It weighs a mere 1,500 pounds, is a little more than 13 feet long, the two rear-seat passengers face to the back, and the skinflint engine has a top highway speed in excess of 100 m.p.h.
Welcome to the automotive world of the year 2000!
While Volvo doesn't necessarily say that the LCP (Light Components Project) is what you'll be buying when you order a new car in 2001, or maybe 2005, some of the ideas, components, and construction techniques are likely to find their way into the cars of tomorrow.
The plastic-bodied Volvo LCP is an imaginative engineering study for what may be ahead in lightweight structures and propulsion systems. To save weight, for example, the vehicle uses 110 pounds of magnesium and 385 pounds of aluminum, far more than any automotive designer would consider a viable choice today.
Begun in 1979, the long-range research project includes four prototype vehicles to test alternative fuels, engines, and transmissions.
The engine in the test vehicle I drove is a 1.4-liter, turbocharged, intercooled, heat-insulated (adiabatic), direct-injection diesel, but it will also burn a wide variety of other combustible liquids, including salad oil and used crankcase oil. The engine-cooling system uses oil, while an alternative 1.3 -liter engine uses water.
One of the prototypes has a steel-belt continuously variable transmission (CVT). All employ three cyclinders, and the cars are front-wheel drive.
In building the LCP Volvo, engineers took a fresh look at assembly techniques to upgrade quality and lower costs. The test vehicle starts with a welded aluminum platform to which a front subassembly is bolted, including the drive train and steering. The rear subassembly contains the rear suspension.
The interior - wiring, dashboard, carpets, and seats - is then put together. The roof, a separate subassembly, is bolted into place, as is the front assembly which includes the headlights, radiator, horn, etc.
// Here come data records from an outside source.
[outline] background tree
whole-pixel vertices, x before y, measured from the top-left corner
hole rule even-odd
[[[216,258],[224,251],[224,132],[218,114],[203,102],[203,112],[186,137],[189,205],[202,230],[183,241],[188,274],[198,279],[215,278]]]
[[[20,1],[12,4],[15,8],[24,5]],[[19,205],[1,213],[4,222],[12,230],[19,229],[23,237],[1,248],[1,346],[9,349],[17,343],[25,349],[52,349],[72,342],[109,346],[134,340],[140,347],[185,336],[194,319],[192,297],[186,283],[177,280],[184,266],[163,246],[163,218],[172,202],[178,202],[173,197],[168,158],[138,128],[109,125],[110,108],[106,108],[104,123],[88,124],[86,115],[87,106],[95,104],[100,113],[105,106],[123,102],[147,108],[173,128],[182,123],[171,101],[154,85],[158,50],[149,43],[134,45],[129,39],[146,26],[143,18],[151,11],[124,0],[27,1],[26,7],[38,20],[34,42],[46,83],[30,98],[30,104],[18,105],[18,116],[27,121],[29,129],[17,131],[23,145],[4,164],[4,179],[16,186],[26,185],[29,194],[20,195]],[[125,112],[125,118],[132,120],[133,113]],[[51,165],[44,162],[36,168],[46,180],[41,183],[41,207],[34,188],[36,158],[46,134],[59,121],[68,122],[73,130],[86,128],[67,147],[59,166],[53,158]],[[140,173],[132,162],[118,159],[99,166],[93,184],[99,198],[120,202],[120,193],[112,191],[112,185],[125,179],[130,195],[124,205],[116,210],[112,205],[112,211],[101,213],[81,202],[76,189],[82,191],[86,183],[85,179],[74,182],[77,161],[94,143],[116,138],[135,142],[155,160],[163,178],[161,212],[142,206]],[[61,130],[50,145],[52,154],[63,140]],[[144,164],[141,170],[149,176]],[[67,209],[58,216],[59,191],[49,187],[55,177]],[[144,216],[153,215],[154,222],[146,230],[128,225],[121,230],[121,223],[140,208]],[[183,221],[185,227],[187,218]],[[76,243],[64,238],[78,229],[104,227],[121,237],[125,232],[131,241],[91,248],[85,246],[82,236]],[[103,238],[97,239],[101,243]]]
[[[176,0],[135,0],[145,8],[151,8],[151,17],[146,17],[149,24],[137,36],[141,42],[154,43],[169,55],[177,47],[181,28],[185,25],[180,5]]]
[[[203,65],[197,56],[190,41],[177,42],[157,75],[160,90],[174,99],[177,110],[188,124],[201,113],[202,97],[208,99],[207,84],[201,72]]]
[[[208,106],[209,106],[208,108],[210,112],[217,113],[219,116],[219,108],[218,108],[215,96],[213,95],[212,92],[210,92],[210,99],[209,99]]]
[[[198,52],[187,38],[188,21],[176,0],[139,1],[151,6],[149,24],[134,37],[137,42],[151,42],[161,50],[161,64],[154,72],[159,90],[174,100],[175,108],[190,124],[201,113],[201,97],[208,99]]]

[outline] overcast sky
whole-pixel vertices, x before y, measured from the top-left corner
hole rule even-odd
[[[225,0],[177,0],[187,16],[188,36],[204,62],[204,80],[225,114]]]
Finally, the doors, front hood, rear deck, and body panels are attached.
More than 120 companies around the world have participated in the LCP project , including Alcoa, Budd, and 3M in the United States.
When the project began in 1979 the objectives were:
* A 2-seater vehicle with enough room for riders and ample luggage.
* Maximum weight of 1,540 pounds with a drag coefficient of less than 0.30.
* Fuel economy of 55 miles a gallon and 0 to 60 m.p.h. acceleration in less than 13 seconds.
* Meeting of all safety and emissions regulations and the capability of mass production.
* Easy recyclability and low total energy consumption even in the assembly process.
To get into the LCP, just punch a code into an outside panel, slip down into the driver's seat, turn a knob (no key here, either) to start the engine, shift into gear, and you're on your way.